All of my deepest-held beliefs about what a leader should be come from the examples set by my parents. My father taught me that a good leader learns to be good because it is what is best for his followers, not because it will reflect well on him. His job was a true expression of this: as a Battalion Chief at the local fire department, my father was responsible for coordinating the team during fires…he had to be a good leader, because being good kept his guys alive. My mother was my model for fortitude as a leader. She taught Business Management and Accounting at a local community college for over thirty years. Between teaching overloads, department chair duties, and, oddly enough, the leadership of the Agriculture Department’s instructional farm (presumably given to her so that it would finally make some money), her work days were long and hard.
I’ve had the example of two of the best leaders imaginable my entire life; they have ingrained an ethical code into my very bones, and I don’t think I could do anything but lead by their example. Just through my watching them, they have made me value what they value: honesty, loyalty, responsibility. After several experiences with leaders who are not as honest, loyal, or unselfish as my parents, I’ve come to the realization that their leadership values are mine. As I begin my leadership experiences, they will be my template.
I must admit, I’ve always felt it is a little daunting to be a leader—at least to be the only kind of leader that I am willing to be. It is certainly a lot of responsibility and a lot of work. On top of that, I don’t have much experience in leading anything and I don’t have many opportunities at the moment. However, the characteristics that I feel make a leader great can be practiced without followers; honesty, responsibility, hard work—these are not strictly the province of leadership. So, until I am a leader, I will try every day to model these traits in everything I do so that when an opportunity to lead comes along, they will be instinctive, not awkward. It helps that I’ve learned over time that I enjoy hard work and I like knowing that my efforts will make a difference, even if it is only in a small way…

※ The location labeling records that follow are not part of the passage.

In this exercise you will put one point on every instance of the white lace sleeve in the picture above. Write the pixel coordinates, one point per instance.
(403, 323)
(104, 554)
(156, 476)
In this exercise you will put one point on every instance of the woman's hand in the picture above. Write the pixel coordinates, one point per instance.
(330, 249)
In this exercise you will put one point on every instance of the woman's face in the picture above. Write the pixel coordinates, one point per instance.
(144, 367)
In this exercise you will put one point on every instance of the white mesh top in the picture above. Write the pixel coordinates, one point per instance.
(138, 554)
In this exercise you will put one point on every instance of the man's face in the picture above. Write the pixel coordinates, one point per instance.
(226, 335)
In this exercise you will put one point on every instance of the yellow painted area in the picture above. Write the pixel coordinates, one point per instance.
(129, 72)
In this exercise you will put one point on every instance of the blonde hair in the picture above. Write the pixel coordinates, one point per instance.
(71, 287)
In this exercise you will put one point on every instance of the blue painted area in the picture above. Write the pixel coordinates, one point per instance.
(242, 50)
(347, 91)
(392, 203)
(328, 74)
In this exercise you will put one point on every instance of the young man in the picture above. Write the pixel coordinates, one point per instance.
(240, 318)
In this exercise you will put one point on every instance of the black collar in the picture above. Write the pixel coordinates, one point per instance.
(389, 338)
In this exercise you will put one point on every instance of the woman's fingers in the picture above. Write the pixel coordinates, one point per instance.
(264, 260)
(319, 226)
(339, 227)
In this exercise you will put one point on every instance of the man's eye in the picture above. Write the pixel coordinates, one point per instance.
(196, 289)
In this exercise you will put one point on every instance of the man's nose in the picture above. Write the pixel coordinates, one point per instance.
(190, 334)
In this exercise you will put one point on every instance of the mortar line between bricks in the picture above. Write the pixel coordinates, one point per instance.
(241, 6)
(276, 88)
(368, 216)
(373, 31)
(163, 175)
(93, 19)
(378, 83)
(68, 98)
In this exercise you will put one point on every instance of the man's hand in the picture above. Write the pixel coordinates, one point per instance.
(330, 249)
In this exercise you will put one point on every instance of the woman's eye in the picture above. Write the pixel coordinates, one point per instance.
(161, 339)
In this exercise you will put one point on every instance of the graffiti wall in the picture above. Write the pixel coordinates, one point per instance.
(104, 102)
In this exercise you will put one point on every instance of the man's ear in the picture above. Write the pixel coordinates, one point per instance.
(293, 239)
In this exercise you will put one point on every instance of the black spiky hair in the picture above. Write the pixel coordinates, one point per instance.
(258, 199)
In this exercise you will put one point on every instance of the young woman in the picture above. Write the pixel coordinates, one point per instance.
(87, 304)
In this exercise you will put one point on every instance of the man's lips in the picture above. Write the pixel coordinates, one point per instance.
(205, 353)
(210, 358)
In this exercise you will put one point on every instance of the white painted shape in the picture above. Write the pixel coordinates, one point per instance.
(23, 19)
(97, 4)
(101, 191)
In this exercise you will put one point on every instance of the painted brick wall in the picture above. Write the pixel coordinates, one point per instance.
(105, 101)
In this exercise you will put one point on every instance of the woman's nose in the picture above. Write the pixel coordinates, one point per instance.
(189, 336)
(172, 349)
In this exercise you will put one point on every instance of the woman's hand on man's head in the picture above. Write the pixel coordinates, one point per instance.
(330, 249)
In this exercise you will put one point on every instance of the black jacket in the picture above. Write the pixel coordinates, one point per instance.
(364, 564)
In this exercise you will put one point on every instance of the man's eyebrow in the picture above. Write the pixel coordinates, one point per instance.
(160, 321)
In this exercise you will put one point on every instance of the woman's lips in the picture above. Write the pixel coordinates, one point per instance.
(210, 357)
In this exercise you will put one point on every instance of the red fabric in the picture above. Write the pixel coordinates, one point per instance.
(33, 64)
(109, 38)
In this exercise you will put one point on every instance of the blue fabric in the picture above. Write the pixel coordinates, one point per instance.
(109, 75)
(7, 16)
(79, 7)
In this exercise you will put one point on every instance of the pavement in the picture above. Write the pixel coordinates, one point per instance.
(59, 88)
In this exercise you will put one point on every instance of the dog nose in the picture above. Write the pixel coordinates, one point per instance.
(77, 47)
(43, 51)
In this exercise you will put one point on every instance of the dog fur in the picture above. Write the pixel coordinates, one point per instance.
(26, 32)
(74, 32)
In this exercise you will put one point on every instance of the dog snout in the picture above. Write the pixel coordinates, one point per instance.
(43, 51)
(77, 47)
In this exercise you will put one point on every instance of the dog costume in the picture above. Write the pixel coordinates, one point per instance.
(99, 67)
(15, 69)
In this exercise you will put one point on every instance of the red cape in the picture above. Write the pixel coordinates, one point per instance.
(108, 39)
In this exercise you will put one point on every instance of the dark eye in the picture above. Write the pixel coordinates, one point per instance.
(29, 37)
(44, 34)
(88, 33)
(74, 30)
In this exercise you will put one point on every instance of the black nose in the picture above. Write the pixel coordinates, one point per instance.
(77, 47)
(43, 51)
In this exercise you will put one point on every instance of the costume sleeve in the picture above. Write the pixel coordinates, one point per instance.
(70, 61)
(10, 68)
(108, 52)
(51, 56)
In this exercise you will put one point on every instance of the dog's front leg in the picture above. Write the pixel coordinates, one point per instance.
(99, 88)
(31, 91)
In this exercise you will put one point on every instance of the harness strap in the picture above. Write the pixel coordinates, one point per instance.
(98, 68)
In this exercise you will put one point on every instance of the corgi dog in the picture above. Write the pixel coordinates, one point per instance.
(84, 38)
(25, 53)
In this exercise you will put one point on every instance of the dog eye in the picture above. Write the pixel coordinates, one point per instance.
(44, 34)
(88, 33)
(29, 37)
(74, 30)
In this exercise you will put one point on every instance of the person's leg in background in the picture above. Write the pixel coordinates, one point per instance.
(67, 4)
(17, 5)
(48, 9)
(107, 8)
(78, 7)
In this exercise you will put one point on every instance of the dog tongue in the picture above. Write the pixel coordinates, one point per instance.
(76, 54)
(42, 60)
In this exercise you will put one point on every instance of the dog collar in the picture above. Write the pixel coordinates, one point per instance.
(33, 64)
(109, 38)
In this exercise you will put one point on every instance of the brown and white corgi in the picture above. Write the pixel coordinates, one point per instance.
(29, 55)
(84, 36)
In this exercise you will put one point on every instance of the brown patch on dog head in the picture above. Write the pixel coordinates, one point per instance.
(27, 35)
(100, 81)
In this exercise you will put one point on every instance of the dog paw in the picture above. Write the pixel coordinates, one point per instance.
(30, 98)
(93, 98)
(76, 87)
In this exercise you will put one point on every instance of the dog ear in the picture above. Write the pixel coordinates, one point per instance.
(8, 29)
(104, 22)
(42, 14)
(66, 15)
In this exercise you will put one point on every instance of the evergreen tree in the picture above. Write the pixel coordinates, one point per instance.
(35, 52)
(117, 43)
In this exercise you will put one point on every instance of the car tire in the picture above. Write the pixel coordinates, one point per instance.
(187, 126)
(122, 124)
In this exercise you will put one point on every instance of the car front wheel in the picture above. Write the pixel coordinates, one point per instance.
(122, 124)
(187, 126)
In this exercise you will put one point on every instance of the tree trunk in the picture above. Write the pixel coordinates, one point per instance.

I’ve finally come to accept that I am my parents’ child—I can’t do anything other than my best without being unhappy. Mistakes happen, and as long as they are honestly made, doing what I felt was best, I can live with them. I will stumble as I learn to be a leader, but as long as I don’t give up, I can get there. I can be a leader who is protective of her followers, who works hard until the job is done, and who is stubborn when it comes to what is right. In fact, I can’t do anything less.